If my family and business uses did not require 24/7 support I might consider them. Their equivalent service of what I have now costs $4 per month less than I pay Teksavvy.
But to me the support is indeed everything.
Outages that a modem reboot won't fix are infrequent but they do happen. And if they do and I'm down at 2am I can call Teksavvy, on the other end is someone who knows both my service and my modem.
Cable and DSL (and I might assume fiber) modems for consumers are pretty stupid devices with at most a few idiot lights to tell you the device's state. (My current cable modem has but a single idiot light but it can pulse and change colour.) This is not something I can easily diagnose myself, YMMV.
The Freenet approach to modem acquisition does not give me confidence that calling for support at 2am will reach a first-line tech who is immediately capable of running remote diagnostics on my hardware. Teksavvy can because they supply (free of charge, not rented separately) my modem, and are intimately familiar with its make and model. When I upgraded my service a few years ago they swapped out my modem with another model able to handle the higher speed.

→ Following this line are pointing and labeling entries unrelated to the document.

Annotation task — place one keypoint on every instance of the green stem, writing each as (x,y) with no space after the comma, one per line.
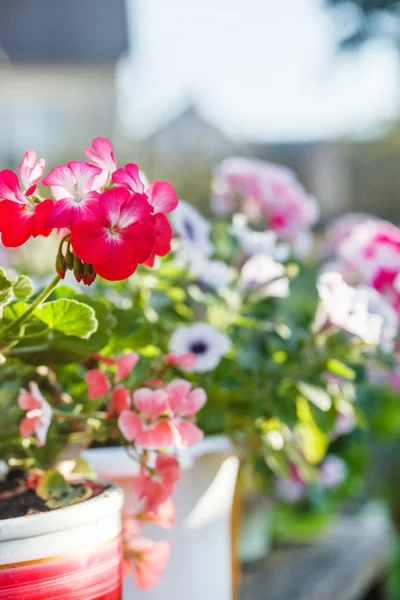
(41,298)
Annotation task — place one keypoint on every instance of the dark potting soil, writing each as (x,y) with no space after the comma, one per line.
(17,500)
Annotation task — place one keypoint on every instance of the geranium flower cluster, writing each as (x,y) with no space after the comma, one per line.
(267,191)
(153,421)
(110,221)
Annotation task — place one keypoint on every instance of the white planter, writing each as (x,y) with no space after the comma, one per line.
(255,532)
(71,553)
(200,567)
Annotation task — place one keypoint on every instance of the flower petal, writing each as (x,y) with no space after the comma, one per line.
(120,399)
(102,154)
(91,242)
(151,403)
(159,436)
(17,223)
(98,384)
(162,197)
(130,425)
(129,178)
(125,364)
(189,434)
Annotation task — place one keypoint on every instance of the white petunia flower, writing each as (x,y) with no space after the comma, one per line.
(379,305)
(257,242)
(347,308)
(207,343)
(214,273)
(193,229)
(333,471)
(262,272)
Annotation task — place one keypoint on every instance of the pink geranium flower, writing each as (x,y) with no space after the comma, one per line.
(125,364)
(184,403)
(120,399)
(149,561)
(115,241)
(98,384)
(38,416)
(21,217)
(149,430)
(31,169)
(72,185)
(163,199)
(128,177)
(153,489)
(185,360)
(102,155)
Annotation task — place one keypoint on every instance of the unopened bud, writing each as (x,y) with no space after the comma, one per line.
(89,274)
(69,259)
(61,266)
(78,268)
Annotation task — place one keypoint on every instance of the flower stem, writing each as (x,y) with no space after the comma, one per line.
(41,298)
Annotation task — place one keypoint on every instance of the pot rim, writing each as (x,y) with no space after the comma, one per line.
(109,502)
(116,461)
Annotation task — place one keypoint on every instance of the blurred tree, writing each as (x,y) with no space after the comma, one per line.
(374,19)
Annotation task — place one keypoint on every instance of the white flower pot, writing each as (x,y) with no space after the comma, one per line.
(72,553)
(255,531)
(200,567)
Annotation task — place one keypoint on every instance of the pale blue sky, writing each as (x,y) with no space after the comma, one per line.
(260,69)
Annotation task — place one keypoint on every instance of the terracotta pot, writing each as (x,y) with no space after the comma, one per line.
(201,562)
(72,553)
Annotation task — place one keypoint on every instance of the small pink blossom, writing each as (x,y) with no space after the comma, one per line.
(31,169)
(98,384)
(120,399)
(149,561)
(185,360)
(72,185)
(125,364)
(129,178)
(184,403)
(38,417)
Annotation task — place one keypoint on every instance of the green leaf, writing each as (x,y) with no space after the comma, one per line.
(317,395)
(68,316)
(6,290)
(57,492)
(82,468)
(23,287)
(340,369)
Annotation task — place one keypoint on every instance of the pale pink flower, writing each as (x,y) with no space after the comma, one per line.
(38,417)
(150,430)
(149,561)
(129,178)
(31,169)
(98,384)
(73,187)
(270,191)
(125,364)
(185,360)
(332,471)
(120,399)
(184,403)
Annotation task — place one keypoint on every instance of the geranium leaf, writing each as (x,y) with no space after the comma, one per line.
(68,316)
(23,287)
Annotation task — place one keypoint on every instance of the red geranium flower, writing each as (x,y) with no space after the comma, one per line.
(20,215)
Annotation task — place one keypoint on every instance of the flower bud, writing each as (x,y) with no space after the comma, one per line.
(78,268)
(69,259)
(61,266)
(89,274)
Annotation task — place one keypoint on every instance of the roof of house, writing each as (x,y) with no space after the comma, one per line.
(63,31)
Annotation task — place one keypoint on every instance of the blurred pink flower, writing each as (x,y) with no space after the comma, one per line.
(38,416)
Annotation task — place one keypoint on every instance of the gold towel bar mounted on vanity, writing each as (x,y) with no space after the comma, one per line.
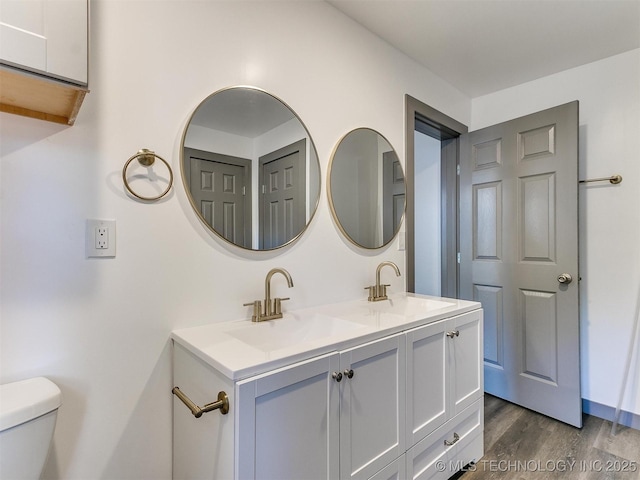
(614,179)
(221,404)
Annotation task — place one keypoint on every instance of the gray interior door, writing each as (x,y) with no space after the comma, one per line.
(283,199)
(221,189)
(393,194)
(518,237)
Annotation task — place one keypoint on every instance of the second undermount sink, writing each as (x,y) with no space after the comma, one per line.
(409,306)
(291,331)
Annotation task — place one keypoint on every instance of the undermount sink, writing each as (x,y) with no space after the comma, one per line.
(291,330)
(409,306)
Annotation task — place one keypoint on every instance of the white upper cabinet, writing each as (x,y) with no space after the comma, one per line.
(46,36)
(44,58)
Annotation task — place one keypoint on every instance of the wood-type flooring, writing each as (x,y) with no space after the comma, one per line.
(525,445)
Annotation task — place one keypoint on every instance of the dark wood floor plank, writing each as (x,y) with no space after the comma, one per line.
(524,445)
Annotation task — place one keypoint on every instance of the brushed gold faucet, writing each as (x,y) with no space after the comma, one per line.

Last year I ran into a problem that was the result of a modem gone flaky. The Teksavvy support tech was able to determine this remotely and immediately(*) dispatched a replacement. How far would such an issue get resolved by Freenet? BYOD and one-off device sales work for low-tier mobile providers like Public Mobile, and it may work for people with the time to research what works, but I have had my butt saved on multiple occasions by Techsavvy support that knows the entirety of my Internet connection. I don't think this level of service is matched anywhere, let alone by a nonprofit that relies on community support.
If I'm wrong about Freenet support I encourage being corrected by someone who knows better.
- Evan
(*) The one Achilles heel of Teksavvy is that they are located in Chatham and don't have a GTA presence. If your modem is dead they have to send it (they pay round trip) by courier. and they only ship hardware Monday to Friday. What this means is that, even using overnight courier, if the modem dies on Friday afternoon you won't get the replacement until Tuesday which means potentially four days down, worst case. This happened to me once but they credited me for the days down and IMO that's STILL a better option than needing to go emergency shopping for a new cable or dsl or fiber modem and having to guess at compatibility.